Nessorhamphus danae
- Conservation status: Least Concern (IUCN 3.1)

Scientific classification
- Kingdom: Animalia
- Phylum: Chordata
- Class: Actinopterygii
- Order: Anguilliformes
- Family: Derichthyidae
- Genus: Nessorhamphus
- Species: N. danae
- Binomial name: Nessorhamphus danae E. J. Schmidt, 1931

= Nessorhamphus danae =

- Genus: Nessorhamphus
- Species: danae
- Authority: E. J. Schmidt, 1931
- Conservation status: LC

Species of fish

Nessorhamphus danae, the blackbelly spoonbill eel or Dana duckbill eel, is an eel in the family Derichthyidae (longneck eels).
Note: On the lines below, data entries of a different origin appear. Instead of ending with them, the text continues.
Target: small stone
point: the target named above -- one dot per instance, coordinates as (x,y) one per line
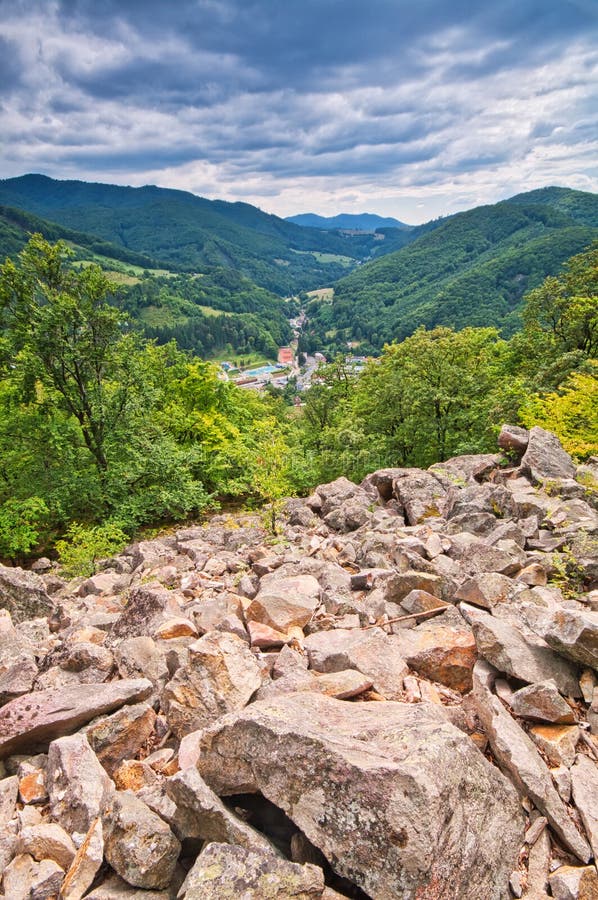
(43,715)
(221,676)
(122,735)
(542,701)
(225,870)
(574,883)
(557,742)
(516,884)
(48,841)
(85,865)
(584,777)
(532,575)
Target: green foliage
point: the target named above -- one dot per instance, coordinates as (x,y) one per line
(21,524)
(83,545)
(570,412)
(190,233)
(436,394)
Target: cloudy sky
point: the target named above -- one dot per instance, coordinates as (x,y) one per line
(412,108)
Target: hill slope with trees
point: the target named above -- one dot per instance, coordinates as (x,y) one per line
(472,269)
(189,233)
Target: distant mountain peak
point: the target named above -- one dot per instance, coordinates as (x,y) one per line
(346,221)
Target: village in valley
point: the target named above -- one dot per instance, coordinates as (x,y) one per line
(291,364)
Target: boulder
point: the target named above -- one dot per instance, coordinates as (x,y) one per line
(505,648)
(47,841)
(222,870)
(23,594)
(370,785)
(574,883)
(220,676)
(85,865)
(78,786)
(283,603)
(37,718)
(584,781)
(516,753)
(545,458)
(201,814)
(513,439)
(571,632)
(557,743)
(139,845)
(442,652)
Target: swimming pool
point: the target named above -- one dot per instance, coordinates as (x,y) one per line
(263,370)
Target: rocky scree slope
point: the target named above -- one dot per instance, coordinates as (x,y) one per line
(397,699)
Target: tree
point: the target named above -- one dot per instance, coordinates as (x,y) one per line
(65,336)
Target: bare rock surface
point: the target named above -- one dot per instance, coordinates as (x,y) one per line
(217,712)
(221,675)
(223,870)
(338,770)
(39,717)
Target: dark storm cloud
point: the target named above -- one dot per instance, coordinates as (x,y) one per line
(257,96)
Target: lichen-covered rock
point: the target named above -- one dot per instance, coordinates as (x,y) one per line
(545,458)
(371,786)
(283,603)
(516,753)
(542,702)
(121,735)
(222,870)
It was described by Johannes Schmidt in 1931. It is a marine, deep water-dwelling eel which is known from throughout the Atlantic, Pacific, and Indian Oceans, including Australia, Brazil, Benin, Bangladesh, Cameroon, Cambodia, China, Ghana, Pakistan, Côte d'Ivoire, Guinea, India, Mozambique, Guinea-Bissau, Indonesia, Liberia, Malaysia, Kenya, Mauritania, Myanmar, Nigeria, Papua New Guinea, Senegal, Sierra Leone, the Philippines, Somalia, South Africa, Tanzania, Sri Lanka, Thailand, Togo, the Hawaiian Islands, USA; Yemen, and Vietnam. Males can reach a maximum total length of 30 cm.

Due to the widespread distribution of Nessorhamphus danae, as well as its deep-water nature and the subsequent perceived lack of threats, the IUCN redlist currently lists the species as Least Concern.